Then in 2008, Harborlight hired Andrew McKenzie-DeFranza, a divinity school-trained social services professional to lead the discernment process. Meeting every two weeks over sandwiches in the First Baptist basement, board and staff determined that the mission could best endure, perhaps in a new iteration, via a multi-party merger. The logic: together we can have the size and strength to do the types of sophisticated deals that would be needed.
“Part of the appeal of having fingers in the pies of multiple communities is that land is slow to turn over” throughout Greater Boston, said Andrew Mikula, senior fellow on housing at the Pioneer Institute, a think tank that studies Massachusetts economic and policy issues. To keep deals moving in a low-turnover environment, he said, developers need to have multiple projects going at once. Regional strategies, rather than purely local ones, make that approach more feasible.
Harborlight’s merger with other affordable housing organizations cleared the way for scaled-up opportunity, but the path still wasn’t clear when the ink dried on merger documents. Many decisions would have to be made in coming years about which professional services to provide, which housing projects to add or drop from the portfolio and which organizational merger opportunities to embrace or turn down.
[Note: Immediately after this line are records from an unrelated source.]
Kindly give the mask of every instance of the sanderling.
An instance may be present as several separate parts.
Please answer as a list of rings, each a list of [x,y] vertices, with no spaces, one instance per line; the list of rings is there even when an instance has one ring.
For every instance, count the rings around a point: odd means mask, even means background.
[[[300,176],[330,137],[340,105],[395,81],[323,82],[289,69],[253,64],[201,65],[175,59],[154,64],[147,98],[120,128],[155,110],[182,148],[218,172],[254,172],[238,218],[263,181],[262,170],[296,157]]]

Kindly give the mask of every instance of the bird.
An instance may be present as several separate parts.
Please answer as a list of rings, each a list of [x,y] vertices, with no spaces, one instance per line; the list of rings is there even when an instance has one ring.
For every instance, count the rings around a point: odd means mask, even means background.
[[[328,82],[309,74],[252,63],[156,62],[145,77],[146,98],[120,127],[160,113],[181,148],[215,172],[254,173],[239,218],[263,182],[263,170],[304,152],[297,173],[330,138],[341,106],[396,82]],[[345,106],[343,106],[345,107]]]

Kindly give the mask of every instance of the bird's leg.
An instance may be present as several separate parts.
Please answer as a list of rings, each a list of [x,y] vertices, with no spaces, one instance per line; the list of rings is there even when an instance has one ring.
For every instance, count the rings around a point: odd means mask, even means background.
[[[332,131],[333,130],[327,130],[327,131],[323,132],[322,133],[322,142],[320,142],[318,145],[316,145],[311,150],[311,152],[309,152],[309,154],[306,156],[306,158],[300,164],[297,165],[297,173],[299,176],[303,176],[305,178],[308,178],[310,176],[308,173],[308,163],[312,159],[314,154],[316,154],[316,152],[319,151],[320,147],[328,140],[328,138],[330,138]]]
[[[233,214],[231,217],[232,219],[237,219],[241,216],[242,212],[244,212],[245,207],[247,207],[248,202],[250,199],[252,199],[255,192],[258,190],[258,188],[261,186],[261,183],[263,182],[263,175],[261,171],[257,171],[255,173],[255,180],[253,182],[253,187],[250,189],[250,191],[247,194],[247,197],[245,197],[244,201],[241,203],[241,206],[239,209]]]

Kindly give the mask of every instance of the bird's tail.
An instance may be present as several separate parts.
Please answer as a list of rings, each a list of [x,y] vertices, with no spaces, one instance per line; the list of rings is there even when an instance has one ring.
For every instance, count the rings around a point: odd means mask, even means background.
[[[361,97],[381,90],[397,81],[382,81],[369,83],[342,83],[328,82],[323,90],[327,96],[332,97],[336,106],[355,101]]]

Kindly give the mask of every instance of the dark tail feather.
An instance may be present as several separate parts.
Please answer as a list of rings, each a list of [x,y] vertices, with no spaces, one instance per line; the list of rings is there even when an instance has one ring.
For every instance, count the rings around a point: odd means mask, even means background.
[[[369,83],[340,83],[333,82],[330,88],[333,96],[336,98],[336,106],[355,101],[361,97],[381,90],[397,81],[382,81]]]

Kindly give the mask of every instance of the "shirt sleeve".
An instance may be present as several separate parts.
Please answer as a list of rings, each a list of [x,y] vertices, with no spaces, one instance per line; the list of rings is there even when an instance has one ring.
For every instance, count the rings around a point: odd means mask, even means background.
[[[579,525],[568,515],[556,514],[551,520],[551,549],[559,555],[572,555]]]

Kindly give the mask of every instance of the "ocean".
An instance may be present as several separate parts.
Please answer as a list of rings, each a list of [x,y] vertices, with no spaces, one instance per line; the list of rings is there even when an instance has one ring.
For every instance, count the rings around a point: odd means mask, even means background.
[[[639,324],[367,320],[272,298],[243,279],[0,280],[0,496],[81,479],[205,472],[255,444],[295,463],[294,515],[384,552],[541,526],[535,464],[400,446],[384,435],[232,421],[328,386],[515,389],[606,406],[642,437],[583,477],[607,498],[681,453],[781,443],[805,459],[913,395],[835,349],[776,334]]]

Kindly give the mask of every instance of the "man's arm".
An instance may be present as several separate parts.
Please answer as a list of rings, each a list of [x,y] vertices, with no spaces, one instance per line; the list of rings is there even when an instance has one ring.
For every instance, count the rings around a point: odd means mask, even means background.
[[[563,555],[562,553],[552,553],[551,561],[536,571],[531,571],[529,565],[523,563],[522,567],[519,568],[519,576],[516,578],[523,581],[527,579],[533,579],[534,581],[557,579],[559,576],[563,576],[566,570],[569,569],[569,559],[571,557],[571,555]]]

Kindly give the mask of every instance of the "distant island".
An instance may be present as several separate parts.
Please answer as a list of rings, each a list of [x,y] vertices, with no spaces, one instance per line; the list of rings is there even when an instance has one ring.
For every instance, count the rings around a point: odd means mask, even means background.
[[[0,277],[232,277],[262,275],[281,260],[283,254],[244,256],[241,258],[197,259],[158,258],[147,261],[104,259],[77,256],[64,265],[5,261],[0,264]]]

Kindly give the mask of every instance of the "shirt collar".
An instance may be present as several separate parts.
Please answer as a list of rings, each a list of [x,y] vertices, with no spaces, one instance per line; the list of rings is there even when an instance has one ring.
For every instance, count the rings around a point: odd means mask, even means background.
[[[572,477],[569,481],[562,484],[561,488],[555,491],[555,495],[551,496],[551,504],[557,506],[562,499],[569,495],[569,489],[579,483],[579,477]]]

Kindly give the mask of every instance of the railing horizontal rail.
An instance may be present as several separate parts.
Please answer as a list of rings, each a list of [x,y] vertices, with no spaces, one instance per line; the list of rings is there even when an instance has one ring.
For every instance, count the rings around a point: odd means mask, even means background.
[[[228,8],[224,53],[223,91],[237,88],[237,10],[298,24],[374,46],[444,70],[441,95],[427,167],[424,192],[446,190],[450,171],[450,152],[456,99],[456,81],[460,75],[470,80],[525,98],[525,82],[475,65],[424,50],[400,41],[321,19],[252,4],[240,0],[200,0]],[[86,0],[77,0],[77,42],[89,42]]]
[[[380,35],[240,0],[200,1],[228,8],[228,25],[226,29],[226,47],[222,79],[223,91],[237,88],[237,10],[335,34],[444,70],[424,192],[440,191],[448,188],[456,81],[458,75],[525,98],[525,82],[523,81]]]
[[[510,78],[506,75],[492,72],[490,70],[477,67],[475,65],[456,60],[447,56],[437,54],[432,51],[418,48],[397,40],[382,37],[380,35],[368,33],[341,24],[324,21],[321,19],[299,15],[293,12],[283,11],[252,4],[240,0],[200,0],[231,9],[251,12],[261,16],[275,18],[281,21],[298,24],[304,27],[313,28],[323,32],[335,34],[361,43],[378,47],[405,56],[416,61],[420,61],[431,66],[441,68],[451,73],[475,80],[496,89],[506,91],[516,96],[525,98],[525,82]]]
Harborlight would need both a financial and moral compass, rooted in its original mission but not hamstrung by it. Proposed projects that would have passed muster in the early decades are now deemed too small to be worthy of new investment, for instance.
Saying no, even to some enticing opportunities, became a necessity. For instance, Harborlight once ran a homeless shelter, which felt like a fit with its moral values. But after a few years, the board determined that homeless services were intensive, specialized and not Harborlight’s particular niche. Certain health services were also once part of Harborlight’s repertoire of services for tenants, but those are now provided by contractors in arrangements that help hold down Harborlight’s costs and improve quality of delivery.